Ces « projets » (mot souvent utilisé par ces agents ZEP) ont-ils réellement amélioré les acquisitions dans les apprentissages de base ?
Entendu chez plusieurs enseignants pendant la période ZEP
« Pour tous ces projets amenés de l’extérieur, certains sont intéressants mais dépossèdent les enseignants de leur travail. Il n’y a pas ou peu de vraies rencontres de travail entre agents ZEP et enseignants. Quand elles se font, c’est sur le temps de midi, notre temps pour souffler et un temps trop court pour du vrai travail. »
« Parfois, les extérieurs viennent faire leur « animation » pour tel ou tel projet et comptent sur les enseignants quasi uniquement pour régler la discipline ! »
« D’autres travaux sont spectaculaires, photographiés, écrits, touchant à beaucoup de choses.

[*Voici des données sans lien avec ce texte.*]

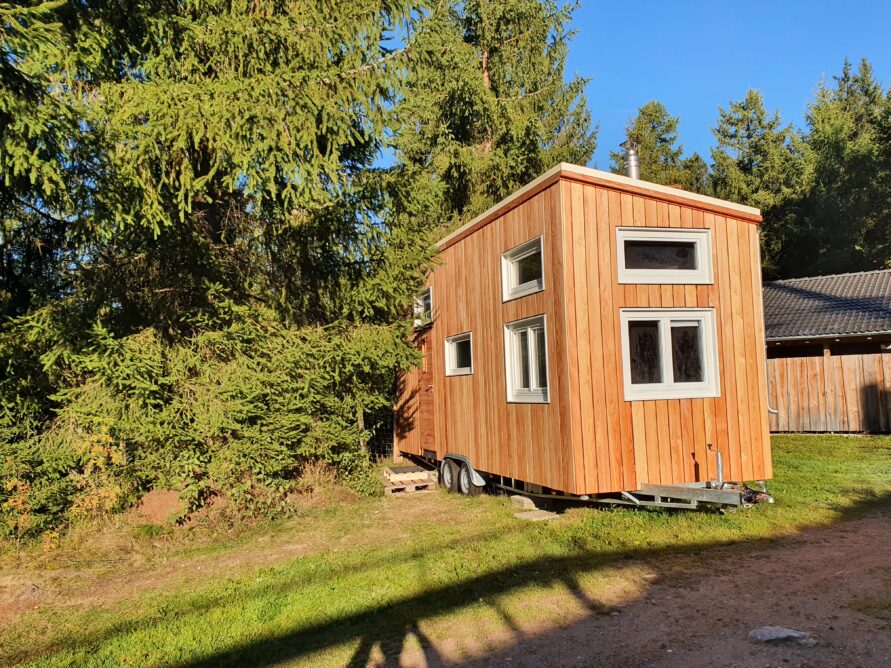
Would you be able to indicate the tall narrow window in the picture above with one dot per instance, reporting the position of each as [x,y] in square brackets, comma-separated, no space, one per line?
[423,308]
[669,354]
[526,360]
[663,255]
[459,355]
[522,270]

Mais où est le souci du temps nécessaire pour les apprentissages de base qui demandent aussi systématisation et que les enseignants ont à travailler au quotidien ? Un peu comme si les extérieurs pouvaient déployer leurs projets et que l’instit n’avait qu’à s’occuper de tout le reste (moins spectaculaire, voire nié, quand pas dénigré). »
« De l’argent, il en faut pour des locaux des agents ZEP, pour leurs beaux dépliants,pour leur matériel d’animation… alors que l’élémentaire manque dans les écoles (combien de fois les enseignants y vont de leur poche) tant en matériel qu’en nécessaire formation continuée des enseignants. »
« C’est très bien les « réseaux » (ce sont les mots préférés des agents ZEP : animations, projets, réseaux et partenariat !) de ceci, de cela, alors que les enseignants et les directions ont toutes les peines du monde à construire leur travail en équipe dans leur propre école ! Qui veut des réseaux, du partenariat… mais surtout, pour quoi faire réellement ? »
« Qui a-t-on appelé pour l’évaluation des ZEP ? Très peu d’enseignants en tout cas. »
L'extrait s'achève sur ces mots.